Enter Kentucky Equine Research.
This Kentucky-based company is not in the feed manufacturing business, but in the equine nutrition consulting business. They are consultants to "team member" feed manufacturers around the globe. Because of that role, they were chosen in 1996 as the official feed suppliers to the equestrian events at the Atlanta Olympics. They played a similar role in Sydney this year, working as a consultant to the Sydney Organizing Committee for the Olympic Games and Salmon River, the Australian-based group who contracted to supply the equine feeds. Kentucky Equine Research (KER) opened a branch in Australia last year, which made the task of procuring appropriate Australian-grown feedstuffs and bedding much easier, although not simple.
A Modest Beginning
Joe Pagan, who holds a masters and a PhD in equine nutrition, is the founder and president of KER. The company, based in Versailles, Ky., had modest beginnings a dozen years ago. Pagan began his career as an equine nutritionist for a large feed company, but realized that the future of horse feeds was with regional manufacturing. Since few of those feed mills had trained, in-house equine nutritionists, Pagan saw a niche that needed his expertise.
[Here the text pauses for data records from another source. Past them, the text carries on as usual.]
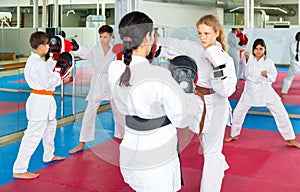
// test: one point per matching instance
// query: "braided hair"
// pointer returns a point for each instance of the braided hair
(133, 27)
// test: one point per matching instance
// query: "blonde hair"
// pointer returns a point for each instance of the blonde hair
(213, 22)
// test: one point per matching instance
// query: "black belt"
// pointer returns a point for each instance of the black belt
(140, 124)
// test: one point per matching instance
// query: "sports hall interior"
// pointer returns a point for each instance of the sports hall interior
(260, 161)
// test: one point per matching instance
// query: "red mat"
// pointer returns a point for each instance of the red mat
(291, 98)
(260, 161)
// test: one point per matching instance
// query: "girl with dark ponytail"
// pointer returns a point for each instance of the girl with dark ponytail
(154, 105)
(132, 30)
(294, 65)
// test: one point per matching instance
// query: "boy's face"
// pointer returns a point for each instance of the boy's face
(44, 48)
(105, 38)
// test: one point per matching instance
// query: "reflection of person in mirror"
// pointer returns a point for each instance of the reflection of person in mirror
(260, 74)
(40, 107)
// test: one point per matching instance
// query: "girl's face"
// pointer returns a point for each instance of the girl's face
(206, 35)
(259, 51)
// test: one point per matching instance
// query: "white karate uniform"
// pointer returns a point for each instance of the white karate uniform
(218, 110)
(294, 68)
(234, 51)
(98, 92)
(40, 111)
(258, 92)
(148, 159)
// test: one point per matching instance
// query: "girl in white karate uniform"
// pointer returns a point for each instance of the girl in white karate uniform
(260, 74)
(294, 66)
(216, 82)
(234, 49)
(148, 153)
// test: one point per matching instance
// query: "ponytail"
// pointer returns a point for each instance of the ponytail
(125, 77)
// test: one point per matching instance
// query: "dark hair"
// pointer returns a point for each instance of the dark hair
(297, 37)
(133, 27)
(38, 38)
(105, 28)
(259, 42)
(62, 33)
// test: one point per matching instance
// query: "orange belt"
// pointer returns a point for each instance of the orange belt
(42, 92)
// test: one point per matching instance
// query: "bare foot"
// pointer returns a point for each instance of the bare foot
(26, 175)
(230, 138)
(282, 95)
(55, 158)
(78, 148)
(293, 143)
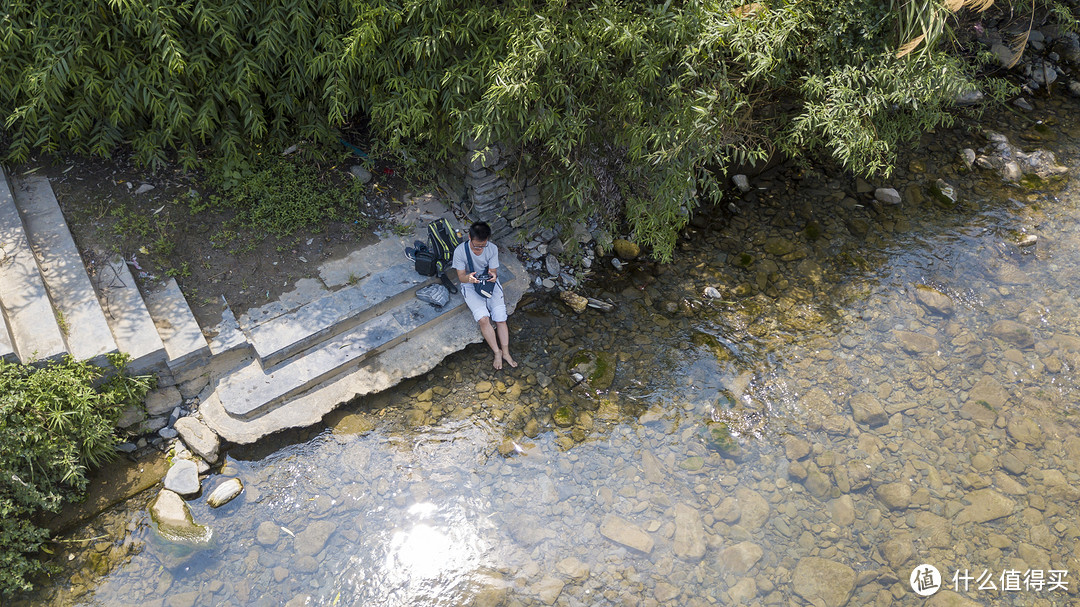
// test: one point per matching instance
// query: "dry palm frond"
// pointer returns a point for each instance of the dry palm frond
(909, 45)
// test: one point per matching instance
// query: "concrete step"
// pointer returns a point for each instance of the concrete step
(127, 317)
(337, 312)
(419, 353)
(254, 390)
(35, 332)
(84, 328)
(179, 332)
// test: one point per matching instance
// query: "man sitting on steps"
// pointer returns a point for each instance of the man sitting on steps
(485, 258)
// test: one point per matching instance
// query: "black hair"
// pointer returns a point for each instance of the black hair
(480, 231)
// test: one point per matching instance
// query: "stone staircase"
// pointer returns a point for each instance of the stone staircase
(356, 331)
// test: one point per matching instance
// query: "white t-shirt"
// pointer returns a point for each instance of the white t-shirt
(488, 258)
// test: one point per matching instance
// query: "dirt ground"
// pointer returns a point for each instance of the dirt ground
(163, 234)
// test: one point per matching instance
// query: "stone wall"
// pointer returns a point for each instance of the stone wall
(490, 185)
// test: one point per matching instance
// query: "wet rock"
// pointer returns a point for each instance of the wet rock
(313, 538)
(169, 509)
(754, 509)
(887, 196)
(564, 416)
(1025, 430)
(572, 568)
(625, 250)
(626, 534)
(842, 511)
(225, 493)
(985, 504)
(989, 391)
(896, 496)
(934, 300)
(596, 366)
(916, 342)
(944, 193)
(201, 440)
(949, 598)
(1013, 333)
(740, 558)
(823, 581)
(577, 302)
(551, 264)
(796, 448)
(867, 409)
(268, 534)
(898, 552)
(183, 477)
(549, 589)
(689, 542)
(363, 174)
(665, 592)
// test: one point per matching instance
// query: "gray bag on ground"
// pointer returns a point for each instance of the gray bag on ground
(434, 294)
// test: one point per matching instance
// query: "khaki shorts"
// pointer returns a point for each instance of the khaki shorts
(494, 307)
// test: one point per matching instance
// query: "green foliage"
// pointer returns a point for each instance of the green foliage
(55, 421)
(279, 196)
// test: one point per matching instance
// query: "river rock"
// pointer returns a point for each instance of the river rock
(916, 342)
(896, 496)
(985, 504)
(183, 477)
(1013, 333)
(887, 196)
(549, 589)
(822, 581)
(988, 390)
(312, 539)
(754, 508)
(201, 440)
(740, 558)
(225, 493)
(169, 509)
(268, 533)
(625, 250)
(689, 542)
(577, 302)
(866, 409)
(626, 534)
(163, 401)
(944, 193)
(842, 511)
(934, 300)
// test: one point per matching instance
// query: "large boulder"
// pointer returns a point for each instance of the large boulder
(201, 440)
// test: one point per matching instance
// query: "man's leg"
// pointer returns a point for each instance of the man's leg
(488, 332)
(504, 340)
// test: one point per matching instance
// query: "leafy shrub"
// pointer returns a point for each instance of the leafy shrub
(55, 421)
(633, 109)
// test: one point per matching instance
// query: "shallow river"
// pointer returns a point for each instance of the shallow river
(899, 385)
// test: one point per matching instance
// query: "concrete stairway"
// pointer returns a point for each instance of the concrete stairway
(52, 307)
(358, 331)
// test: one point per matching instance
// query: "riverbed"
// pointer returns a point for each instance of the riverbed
(869, 388)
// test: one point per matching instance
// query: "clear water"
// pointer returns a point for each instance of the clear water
(445, 501)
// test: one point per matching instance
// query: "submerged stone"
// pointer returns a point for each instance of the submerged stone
(597, 367)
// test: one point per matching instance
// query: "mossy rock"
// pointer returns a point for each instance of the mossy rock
(596, 366)
(564, 416)
(718, 439)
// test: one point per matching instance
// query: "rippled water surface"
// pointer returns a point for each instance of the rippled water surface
(899, 383)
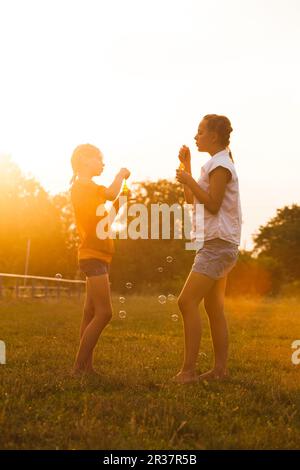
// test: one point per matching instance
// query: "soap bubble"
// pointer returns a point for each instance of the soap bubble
(162, 299)
(122, 314)
(171, 297)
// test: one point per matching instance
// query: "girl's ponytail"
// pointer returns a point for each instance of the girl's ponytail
(230, 154)
(72, 180)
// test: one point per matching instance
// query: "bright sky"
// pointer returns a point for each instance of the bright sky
(135, 77)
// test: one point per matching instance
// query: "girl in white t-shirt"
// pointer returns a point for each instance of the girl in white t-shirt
(218, 190)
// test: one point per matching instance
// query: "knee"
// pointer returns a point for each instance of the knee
(214, 308)
(88, 312)
(104, 315)
(185, 305)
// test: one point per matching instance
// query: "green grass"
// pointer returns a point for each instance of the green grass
(134, 406)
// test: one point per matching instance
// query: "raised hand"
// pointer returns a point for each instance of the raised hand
(184, 155)
(124, 173)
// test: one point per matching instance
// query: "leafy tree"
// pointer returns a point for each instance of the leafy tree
(279, 239)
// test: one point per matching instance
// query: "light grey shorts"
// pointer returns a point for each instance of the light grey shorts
(216, 258)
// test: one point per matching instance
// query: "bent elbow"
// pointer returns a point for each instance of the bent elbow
(213, 209)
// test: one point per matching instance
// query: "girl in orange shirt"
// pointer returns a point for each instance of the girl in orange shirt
(94, 253)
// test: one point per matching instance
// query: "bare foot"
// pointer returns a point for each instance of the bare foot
(92, 372)
(213, 374)
(185, 377)
(77, 372)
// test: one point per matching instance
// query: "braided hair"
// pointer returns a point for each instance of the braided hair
(222, 126)
(78, 157)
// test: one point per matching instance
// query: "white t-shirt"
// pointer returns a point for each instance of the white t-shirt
(227, 223)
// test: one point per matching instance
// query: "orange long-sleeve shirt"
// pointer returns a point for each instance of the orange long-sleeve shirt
(86, 197)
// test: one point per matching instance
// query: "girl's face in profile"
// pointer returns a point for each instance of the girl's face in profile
(95, 164)
(204, 138)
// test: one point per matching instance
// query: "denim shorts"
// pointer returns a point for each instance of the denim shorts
(93, 267)
(216, 258)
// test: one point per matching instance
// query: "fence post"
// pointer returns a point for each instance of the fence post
(58, 290)
(17, 288)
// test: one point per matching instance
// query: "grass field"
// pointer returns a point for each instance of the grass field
(134, 406)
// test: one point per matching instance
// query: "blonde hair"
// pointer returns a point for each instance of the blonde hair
(80, 155)
(222, 126)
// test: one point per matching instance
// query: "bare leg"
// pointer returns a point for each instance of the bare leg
(100, 293)
(196, 287)
(88, 314)
(214, 306)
He began KER along with his wife, Karen, working out of his home farm. Pagan started KER based on the premise that he would not only perform nutrition consulting based on his experience and what was known in published literature, but would conduct much-needed research. KER's stated goal is to, "Increase the horse industry's knowledge of equine nutrition and sports medicine and apply this knowledge to produce healthier, more athletic horses." That mission continues today, although on a much larger scale.
Today, KER has nearly 30 employees and consults for more than 45 feed manufacturers around the world. Included in his team are Stephen E. Duren, PhD, Kathleen Crandell, PhD, and Ray Geor, BVSc, PhD, in the Kentucky office; and Peter Huntington, BVSc, MACVSc, with the KER Australasia division. (For more on KER's activities, see sidebar on page 58.)
Getting In The Games
Because his main business is as an equine nutrition consultant to feed manufacturers, becoming the feed supplier at the 1996 Atlanta Olympics was not a goal for Pagan. The year before the Games, a company in Switzerland for which he consults contacted KER to ask what feeds would be available for competitors in Atlanta. Pagan dutifully began a series of phone calls to find the information for his team member. What he found was that the Atlanta Committee for the Olympic Games (ACOG) had not selected anyone at that point to supply feed. They asked Pagan if he were interested.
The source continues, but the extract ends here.